Hirnstammimplantate stimulieren das Hörempfinden direkt am Gehirn, sodass sie sich mitunter für Personen bewähren, die unter Neurofibromatose Typ 2 (Tumore am Hörnerv) leiden. Cochlea-Implantate zeichnen sich dadurch aus, dass sie die Funktion der Hörsinneszellen ersetzen und sind daher auch für gehörlose oder stark hörgeschädigte Menschen geeignet sind.
Hörgeräte und Krankenkasse
Bei einem Blick auf Preis schlackern viele zunächst mit den Ohren.
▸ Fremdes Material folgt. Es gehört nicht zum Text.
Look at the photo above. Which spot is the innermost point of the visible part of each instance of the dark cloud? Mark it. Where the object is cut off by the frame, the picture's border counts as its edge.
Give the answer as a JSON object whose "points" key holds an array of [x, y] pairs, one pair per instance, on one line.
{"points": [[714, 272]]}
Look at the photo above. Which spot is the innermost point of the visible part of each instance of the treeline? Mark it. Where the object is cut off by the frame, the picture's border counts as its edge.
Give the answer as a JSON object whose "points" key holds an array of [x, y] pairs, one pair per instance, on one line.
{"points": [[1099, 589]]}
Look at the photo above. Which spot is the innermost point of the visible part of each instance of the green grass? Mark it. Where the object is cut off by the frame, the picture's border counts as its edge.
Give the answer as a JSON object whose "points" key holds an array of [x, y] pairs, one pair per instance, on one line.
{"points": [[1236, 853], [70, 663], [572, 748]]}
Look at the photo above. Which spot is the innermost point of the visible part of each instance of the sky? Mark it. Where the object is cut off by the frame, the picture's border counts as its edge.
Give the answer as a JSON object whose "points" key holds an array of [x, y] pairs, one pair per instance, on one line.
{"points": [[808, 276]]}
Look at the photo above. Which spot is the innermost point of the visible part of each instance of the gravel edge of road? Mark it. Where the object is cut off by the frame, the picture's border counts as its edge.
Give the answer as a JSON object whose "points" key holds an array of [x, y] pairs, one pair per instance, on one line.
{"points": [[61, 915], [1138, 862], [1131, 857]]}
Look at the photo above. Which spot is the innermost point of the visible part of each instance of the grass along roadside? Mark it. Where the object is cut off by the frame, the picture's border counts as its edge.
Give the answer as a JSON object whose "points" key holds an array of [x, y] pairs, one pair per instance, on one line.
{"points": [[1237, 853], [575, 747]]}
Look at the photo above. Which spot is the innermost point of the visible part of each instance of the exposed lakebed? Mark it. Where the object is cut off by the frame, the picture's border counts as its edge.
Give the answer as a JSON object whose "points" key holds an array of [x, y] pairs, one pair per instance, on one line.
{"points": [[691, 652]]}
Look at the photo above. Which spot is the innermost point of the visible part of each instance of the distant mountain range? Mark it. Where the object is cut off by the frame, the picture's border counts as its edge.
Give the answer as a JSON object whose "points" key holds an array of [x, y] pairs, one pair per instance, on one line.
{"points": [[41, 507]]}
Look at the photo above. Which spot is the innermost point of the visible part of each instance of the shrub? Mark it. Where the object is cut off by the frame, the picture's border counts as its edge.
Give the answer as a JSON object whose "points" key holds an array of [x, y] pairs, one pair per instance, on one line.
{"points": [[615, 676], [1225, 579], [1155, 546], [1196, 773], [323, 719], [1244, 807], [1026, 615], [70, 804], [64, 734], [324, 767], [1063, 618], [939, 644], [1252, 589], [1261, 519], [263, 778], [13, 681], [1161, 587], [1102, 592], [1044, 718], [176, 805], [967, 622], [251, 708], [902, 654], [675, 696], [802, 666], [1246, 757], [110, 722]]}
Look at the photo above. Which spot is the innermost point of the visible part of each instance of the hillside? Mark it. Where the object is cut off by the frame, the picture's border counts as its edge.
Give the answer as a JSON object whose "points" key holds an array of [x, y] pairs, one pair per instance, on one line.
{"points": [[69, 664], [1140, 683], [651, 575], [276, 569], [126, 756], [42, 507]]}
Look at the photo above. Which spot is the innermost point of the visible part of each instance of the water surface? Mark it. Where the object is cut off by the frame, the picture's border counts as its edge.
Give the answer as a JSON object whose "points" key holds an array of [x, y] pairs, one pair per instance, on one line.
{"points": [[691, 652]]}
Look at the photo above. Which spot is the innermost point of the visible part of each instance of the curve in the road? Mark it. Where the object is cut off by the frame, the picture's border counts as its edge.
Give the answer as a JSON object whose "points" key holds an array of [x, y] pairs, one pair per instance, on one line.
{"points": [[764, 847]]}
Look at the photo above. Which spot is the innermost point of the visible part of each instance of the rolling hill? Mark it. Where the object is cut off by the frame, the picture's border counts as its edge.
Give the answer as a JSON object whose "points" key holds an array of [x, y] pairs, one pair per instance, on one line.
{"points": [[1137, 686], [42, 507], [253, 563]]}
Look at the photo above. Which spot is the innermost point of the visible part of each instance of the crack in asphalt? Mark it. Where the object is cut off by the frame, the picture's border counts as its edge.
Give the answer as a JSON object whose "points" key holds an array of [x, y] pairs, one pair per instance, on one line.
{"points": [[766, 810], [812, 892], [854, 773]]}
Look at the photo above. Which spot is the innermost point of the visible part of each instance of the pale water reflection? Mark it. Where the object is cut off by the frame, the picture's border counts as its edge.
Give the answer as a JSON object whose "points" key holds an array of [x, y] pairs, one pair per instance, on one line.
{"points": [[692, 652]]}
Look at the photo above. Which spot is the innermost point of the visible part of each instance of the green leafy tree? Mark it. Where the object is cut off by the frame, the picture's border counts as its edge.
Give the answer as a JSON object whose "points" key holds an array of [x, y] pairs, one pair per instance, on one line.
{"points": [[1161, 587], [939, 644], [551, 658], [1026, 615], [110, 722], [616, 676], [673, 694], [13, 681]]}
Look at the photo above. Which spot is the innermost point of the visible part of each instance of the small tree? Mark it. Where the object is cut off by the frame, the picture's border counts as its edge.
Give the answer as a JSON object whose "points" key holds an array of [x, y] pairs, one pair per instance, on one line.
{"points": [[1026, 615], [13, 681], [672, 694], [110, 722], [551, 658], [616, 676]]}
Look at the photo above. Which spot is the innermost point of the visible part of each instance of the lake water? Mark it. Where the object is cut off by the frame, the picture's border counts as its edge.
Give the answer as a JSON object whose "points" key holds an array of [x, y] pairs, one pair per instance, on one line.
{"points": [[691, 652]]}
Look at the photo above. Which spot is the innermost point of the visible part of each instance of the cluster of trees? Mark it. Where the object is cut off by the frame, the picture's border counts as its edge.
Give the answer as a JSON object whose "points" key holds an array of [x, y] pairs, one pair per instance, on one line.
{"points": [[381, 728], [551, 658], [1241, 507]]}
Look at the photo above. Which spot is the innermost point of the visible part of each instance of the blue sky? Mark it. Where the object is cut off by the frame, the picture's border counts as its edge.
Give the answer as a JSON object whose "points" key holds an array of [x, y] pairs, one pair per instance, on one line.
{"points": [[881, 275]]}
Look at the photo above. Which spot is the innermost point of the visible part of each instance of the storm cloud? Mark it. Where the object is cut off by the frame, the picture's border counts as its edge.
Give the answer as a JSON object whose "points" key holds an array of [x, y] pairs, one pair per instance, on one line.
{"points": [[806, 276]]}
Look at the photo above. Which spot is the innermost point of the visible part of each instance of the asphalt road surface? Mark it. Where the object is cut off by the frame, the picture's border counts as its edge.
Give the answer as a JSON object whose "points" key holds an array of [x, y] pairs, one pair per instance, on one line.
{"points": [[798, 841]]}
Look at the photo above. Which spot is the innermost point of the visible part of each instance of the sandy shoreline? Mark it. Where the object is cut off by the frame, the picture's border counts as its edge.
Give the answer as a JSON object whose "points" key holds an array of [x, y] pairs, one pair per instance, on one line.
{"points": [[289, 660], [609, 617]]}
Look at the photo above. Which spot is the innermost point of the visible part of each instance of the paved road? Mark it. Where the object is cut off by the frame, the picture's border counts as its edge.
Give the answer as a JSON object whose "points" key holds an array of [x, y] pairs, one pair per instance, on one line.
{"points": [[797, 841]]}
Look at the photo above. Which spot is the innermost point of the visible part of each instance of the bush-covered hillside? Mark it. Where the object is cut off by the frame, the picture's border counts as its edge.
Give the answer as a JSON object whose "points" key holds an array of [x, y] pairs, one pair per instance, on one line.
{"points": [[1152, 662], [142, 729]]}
Jedoch ist bei den Hörsystemen nicht nur der Preis für das Hörsystem, sondern auch die individuelle Anpassungsleistung inkludiert. Wer zu lange mit dem Kauf wartet, kommt häufig nicht über ein Sprachverstehen von 10 bis 20 Prozent hinaus, weil das Hörvermögen immens abgenommen hat. Daher raten Krankenkassen und HNO-Ärzte, früh mit der Hörgeräteversorgung zu beginnen.
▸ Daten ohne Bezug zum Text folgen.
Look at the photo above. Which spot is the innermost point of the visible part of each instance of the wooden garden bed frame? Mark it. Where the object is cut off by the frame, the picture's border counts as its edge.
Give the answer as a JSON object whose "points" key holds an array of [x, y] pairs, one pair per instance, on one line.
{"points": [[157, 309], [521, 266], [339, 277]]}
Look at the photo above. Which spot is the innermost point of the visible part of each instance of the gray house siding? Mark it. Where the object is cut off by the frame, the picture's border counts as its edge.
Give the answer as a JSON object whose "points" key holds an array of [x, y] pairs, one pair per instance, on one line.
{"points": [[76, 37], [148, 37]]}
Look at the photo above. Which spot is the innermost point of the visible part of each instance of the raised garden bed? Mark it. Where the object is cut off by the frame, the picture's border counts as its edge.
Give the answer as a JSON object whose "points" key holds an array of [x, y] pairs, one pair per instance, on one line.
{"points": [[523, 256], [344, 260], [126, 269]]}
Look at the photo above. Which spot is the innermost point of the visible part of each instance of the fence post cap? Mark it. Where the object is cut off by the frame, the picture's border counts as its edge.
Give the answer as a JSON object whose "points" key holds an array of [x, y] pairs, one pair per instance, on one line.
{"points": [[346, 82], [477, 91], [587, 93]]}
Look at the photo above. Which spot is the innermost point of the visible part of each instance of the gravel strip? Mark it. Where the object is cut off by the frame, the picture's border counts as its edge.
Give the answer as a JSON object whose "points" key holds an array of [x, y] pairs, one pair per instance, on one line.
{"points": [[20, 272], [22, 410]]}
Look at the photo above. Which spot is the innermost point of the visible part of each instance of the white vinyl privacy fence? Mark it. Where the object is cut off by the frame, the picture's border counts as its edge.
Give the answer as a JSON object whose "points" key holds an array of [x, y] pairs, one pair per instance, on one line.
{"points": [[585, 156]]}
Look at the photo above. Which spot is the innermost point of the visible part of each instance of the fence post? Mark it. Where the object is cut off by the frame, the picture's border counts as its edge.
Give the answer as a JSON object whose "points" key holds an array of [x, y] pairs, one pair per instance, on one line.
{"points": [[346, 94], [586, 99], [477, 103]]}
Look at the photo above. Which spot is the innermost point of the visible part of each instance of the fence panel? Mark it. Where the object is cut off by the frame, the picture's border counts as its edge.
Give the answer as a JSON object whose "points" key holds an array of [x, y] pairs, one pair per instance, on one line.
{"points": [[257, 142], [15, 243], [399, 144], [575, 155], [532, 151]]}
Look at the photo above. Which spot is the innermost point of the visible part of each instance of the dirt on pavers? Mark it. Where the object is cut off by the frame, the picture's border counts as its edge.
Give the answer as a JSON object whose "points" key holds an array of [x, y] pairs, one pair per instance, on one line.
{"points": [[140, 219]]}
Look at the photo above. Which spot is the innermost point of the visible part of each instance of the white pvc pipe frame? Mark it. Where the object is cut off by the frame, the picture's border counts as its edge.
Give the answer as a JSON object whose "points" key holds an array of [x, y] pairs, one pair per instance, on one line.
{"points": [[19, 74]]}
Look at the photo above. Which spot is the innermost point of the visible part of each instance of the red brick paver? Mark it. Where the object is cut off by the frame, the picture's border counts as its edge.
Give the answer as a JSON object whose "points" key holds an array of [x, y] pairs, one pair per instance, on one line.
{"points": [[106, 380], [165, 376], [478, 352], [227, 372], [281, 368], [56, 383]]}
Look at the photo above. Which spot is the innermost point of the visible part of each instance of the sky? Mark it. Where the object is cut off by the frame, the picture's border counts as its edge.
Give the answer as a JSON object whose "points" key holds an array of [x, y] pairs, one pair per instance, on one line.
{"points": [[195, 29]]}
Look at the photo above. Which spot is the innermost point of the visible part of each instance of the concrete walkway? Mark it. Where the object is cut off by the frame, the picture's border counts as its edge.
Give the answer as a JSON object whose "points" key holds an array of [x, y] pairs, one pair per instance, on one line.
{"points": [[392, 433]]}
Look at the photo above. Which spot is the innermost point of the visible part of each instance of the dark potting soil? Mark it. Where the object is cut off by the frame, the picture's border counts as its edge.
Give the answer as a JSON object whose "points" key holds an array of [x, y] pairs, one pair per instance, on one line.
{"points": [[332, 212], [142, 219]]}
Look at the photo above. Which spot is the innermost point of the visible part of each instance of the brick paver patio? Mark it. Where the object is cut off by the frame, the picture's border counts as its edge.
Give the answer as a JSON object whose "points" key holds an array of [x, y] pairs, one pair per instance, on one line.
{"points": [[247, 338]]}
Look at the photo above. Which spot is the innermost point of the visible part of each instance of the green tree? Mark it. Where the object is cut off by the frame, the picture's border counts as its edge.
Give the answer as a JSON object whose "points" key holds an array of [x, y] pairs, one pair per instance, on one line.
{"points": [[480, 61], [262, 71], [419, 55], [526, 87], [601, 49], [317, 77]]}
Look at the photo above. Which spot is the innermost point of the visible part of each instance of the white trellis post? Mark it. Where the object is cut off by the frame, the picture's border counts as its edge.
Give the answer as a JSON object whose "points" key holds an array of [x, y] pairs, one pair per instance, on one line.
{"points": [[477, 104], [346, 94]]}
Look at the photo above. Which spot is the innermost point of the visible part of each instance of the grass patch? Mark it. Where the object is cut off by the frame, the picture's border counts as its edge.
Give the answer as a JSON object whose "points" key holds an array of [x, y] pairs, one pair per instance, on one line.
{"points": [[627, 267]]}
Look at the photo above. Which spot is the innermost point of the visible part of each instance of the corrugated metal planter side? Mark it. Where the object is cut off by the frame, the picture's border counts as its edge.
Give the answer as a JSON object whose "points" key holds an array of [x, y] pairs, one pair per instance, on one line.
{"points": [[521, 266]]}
Jeder Hörgeräte-Akustiker ist dazu verpflichtet, auch eigenanteilsfreie Geräte anzubieten, die auch als Nulltarif-Hörgeräte bezeichnet werden. Die teureren Geräte punkten unter anderem mit einer besseren Technik, die auch bei lauter Umgebung in Sachen Leistung überzeugen können. Kassenhörgeräte sind deswegen aber nicht automatisch als ungenügend oder minderwertig anzusehen.
Hörgerät zum Nulltarif von der Krankenkasse(c) Getty Images / JPC-PROD
Um die Abwicklung der Antragsformalitäten mit der Krankenkasse kümmern sich die Hörgeräte-Akustiker. Schon zu Beginn der Hörgeräteversorgung ist eine Verordnung des HNO-Arztes und eine Versorgungsanzeige bei der Kasse einzureichen, die wiederum den Anspruch prüfen. Mit der finalen Kaufentscheidung erhalten die Krankenkassen zusätzlich noch einen Abschlussbericht und eine Mehrkostenerklärung, die besagt, dass der Käufer den Differenzbetrag selbst entrichten muss. In der Höhe des vereinbarten Preises sind dann auch beispielsweise Kosten für die Nachbetreuung oder Wartungs- und Reparaturleistungen enthalten. In einem Abstand von sechs Jahren ist es möglich, den Zuschuss für eine Hörhilfe oder eine neue Reperaturkostenpauschale zu beantragen, während Ohrpassstücke sogar alle zwei Jahre bezuschusst werden können. Völlig unabhängig von der Krankenkasse hat man immer die Möglichkeit, auf eigene Kosten in neues Hörgerät zu erwerben.
Barrierefreiheit im Job
Laut einer REHADAT-Umfrage, die an insgesamt 753 Personen mit unterschiedlich stark-ausgeprägten Hörschädigungen durchgeführt wurde, fühlen sich 83 Prozent gut in ihrem Job integriert. Um das zu gewährleisten, kann unter Umständen beispielsweise auch die Deutsche Rentenversicherung Hörgeräte bezuschussen, die über dem Festbetrag der Krankenkassen liegen. Das ist dann der Fall, wenn berufsbedingt ein höherer Hörbedarf vorliegt. Auch die Bundesagentur für Arbeit kann eine Zuzahlung bewilligen, wenn spezielle Anforderungen an das Hörvermögen hinsichtlich der Berufsausübung gestellt werden. Zudem kann das Integrationsamt als Kostenträger in Betracht kommen, was allerdings stark individuell erfragt werden muss. Dafür sind mehrere Kriterien ausschlaggebend. Ein Faktor ist beispielsweise, wenn das Tragen eines Hörgeräts die Arbeitssicherheit erhöht, weil Alarme besser wahrgenommen werden können.